時はバブルだったが、大したとこには就職できそうもないことを思い知らされて、「どこでもいいけど、ダメ元で、一番厳しそうな証券会社に入れば、鍛えてもらえるんじゃないか?どうせだめでも、厳しい世界で働いた経験が転職の際に評価してもらえるんじゃないか?辞めるまで、少しは甘い汁も吸えるかもしれんし」っつー甘い考えで、就職を安易に決めて。
大間違いだったな。
甘い汁は吸えんし、転職市場で潰しの効かない仕事つったら、「一に証券出身、二に保険出身」が合い言葉みたいな感じだった。
入社してすぐに株価暴落して、バブルが崩壊し、損失補填問題で世間に叩かれて、根性のない人間が一気に業界から人が溢れ出たもんだから、「証券出身は使えねえ」というイメージが出来上がってしまった。
入ったばかりで、なんにも業界で経験してない俺なんかが、いざ転職を考えようたって、先輩らがいち早く飛び出しってったもんだもんで、イメージを覆す何をも持ってなかったから仕方ない。
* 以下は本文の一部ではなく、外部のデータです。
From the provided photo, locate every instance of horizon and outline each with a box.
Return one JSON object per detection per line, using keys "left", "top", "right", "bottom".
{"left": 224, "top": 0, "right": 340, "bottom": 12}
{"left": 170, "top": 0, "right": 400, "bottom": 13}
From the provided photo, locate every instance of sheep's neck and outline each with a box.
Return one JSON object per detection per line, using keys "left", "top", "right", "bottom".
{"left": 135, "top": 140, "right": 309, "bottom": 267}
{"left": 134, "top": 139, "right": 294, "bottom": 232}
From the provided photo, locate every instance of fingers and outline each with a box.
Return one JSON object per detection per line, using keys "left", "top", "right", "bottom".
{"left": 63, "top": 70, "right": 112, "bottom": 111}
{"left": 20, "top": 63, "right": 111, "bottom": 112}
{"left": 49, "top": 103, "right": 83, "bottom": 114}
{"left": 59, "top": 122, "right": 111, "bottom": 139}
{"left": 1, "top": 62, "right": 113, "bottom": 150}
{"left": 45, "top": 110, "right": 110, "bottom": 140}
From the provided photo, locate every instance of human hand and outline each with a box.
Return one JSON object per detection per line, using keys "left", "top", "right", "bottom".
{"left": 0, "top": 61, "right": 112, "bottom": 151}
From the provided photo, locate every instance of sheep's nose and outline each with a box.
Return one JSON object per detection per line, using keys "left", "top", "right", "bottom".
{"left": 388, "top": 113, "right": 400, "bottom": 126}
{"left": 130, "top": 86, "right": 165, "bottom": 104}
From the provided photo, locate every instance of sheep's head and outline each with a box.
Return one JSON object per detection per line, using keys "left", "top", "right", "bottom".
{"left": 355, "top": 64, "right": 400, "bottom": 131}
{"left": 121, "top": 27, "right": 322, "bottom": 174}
先輩連中の話では、入社2、3年目からボーナス100万円だっただの、東証の出来高が更新されると大入り袋が出ただの、ヨダレの出るような話を何度も聞かされたが、自分らは一度もそんな恩恵に浴することはなかった。
今になって思えば、結果的にはそれで良かったと思えるが、当時はそうでもない。
一年先輩が前年にもらったボーナスの半分以下なんて許せなかった。
入社1年目だろうが、2年目だろうが、会社に貢献してないのは、大して変わりない。
それが入社時期の違いだけで金銭でそこまで差をつけられることが不条理で腹立たしかった。
だから、同期のできそうなやつから辞めてった。
できそうじゃない俺は会社に残るしかなかった。
ところが1年目の後半に、いきなり損失補填がどうのこうのが大問題になった。
なんか知らんが、この対応に巻き込まれることになった。
まったく関与もしてない一年坊主が非難される。
不条理もここに極まれり。
と、思いつつも、当局の検査に応対させられて感じたのは、「これって、平時じゃ、絶対に経験できないことだよな?しかも意外と面白いじゃん!」ってことだった。
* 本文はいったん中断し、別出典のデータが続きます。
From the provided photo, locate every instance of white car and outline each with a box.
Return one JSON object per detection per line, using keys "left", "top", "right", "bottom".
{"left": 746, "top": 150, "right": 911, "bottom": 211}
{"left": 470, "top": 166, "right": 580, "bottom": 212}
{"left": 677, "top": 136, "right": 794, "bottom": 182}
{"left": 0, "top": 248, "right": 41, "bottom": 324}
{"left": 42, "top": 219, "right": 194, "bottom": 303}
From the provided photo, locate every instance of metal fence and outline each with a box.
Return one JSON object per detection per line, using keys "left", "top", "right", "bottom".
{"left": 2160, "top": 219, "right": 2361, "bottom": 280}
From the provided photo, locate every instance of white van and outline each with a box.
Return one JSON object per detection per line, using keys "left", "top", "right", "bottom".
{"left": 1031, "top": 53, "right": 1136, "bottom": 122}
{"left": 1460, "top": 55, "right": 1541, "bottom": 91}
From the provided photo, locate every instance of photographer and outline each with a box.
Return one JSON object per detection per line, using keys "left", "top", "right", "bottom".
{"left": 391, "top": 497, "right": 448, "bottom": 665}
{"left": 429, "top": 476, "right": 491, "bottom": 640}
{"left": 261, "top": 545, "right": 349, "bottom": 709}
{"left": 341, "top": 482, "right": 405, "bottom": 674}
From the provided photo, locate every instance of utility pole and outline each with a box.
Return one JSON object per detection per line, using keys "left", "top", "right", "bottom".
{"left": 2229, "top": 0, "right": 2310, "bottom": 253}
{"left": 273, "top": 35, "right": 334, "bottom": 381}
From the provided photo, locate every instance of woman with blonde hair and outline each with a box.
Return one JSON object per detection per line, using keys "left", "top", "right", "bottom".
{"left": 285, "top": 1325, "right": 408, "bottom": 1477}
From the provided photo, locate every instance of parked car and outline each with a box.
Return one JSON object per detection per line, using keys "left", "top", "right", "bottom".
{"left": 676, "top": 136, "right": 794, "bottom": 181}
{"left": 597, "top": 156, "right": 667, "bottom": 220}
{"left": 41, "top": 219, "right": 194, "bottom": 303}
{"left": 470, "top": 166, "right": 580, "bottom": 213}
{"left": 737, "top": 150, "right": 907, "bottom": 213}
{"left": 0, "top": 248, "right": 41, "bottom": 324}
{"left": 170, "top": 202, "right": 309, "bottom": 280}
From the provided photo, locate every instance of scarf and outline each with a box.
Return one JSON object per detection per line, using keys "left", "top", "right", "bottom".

怖そうな検査官に、一年坊主が接して、「あれ持って来い、これコピーしろ」って言われて、コピーしようとして、なにげに見れば会社の極秘文書。
一年坊主が、会社の極秘文書に目を通す機会なんて普通じゃありえん経験。
そんで、普段偉そうにしてるお偉いさんが、検査官の前で平身低頭してる光景は、カルチャーショックだった。
当時のMOFの検査なんつったら、お白州に引き出される農民みたいな感じで、とにかくすごかった。
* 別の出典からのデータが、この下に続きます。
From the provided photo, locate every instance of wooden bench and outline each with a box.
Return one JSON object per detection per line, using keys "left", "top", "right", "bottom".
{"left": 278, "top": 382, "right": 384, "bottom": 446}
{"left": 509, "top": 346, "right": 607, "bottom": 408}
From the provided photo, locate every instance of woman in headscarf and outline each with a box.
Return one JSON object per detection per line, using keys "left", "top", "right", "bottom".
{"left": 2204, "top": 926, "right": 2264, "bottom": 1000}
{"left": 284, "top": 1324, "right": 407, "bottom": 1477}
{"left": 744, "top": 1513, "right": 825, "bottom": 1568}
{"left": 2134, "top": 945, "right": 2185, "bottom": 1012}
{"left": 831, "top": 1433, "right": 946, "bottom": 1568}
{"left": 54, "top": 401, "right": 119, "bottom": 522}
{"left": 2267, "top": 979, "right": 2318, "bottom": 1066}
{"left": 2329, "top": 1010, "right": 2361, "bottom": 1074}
朝10時にデリバリーのコーヒーを出して、お昼には高級弁当を用意して、3時にはケーキと飲み物をお出しするのが定番みたいな感じ。
上司からも散々脅かされて、「検査官には45度の角度でおじぎをしろ!」って怒られたもんだ。
まるで漫画の世界だった。
それでも、日常的に検査官に接してると、「別に、そんな高圧的な態度は取らないし、見てると相手も普通の人じゃんよ」って感じて、こっちも普通に接してたりしたのだが、そのオレらの態度を見て、上司がまた怒る。
「お前ら、何考えとるんじゃ!」って。
そんで、当人たちは、オレらに言うように、45度の角度でおじぎしてる。
その落差の大きさのすごさといったらなくて、笑けて仕方なかった。
マニュピレーションがどうのこうのとか、チンプンカンプンの用語が検査官から発せられて、「それって何?」みたな感じで結構勉強になった。
フランクな検査官はオレらに「土日に資料持ち帰って、仕事しなきゃいけないんだよ」とか普通に話をしてくれたりして、「この人らも大変なんだなあ」とか。
リリー・アレンを聴いてたら、カーディガンズを思い出した。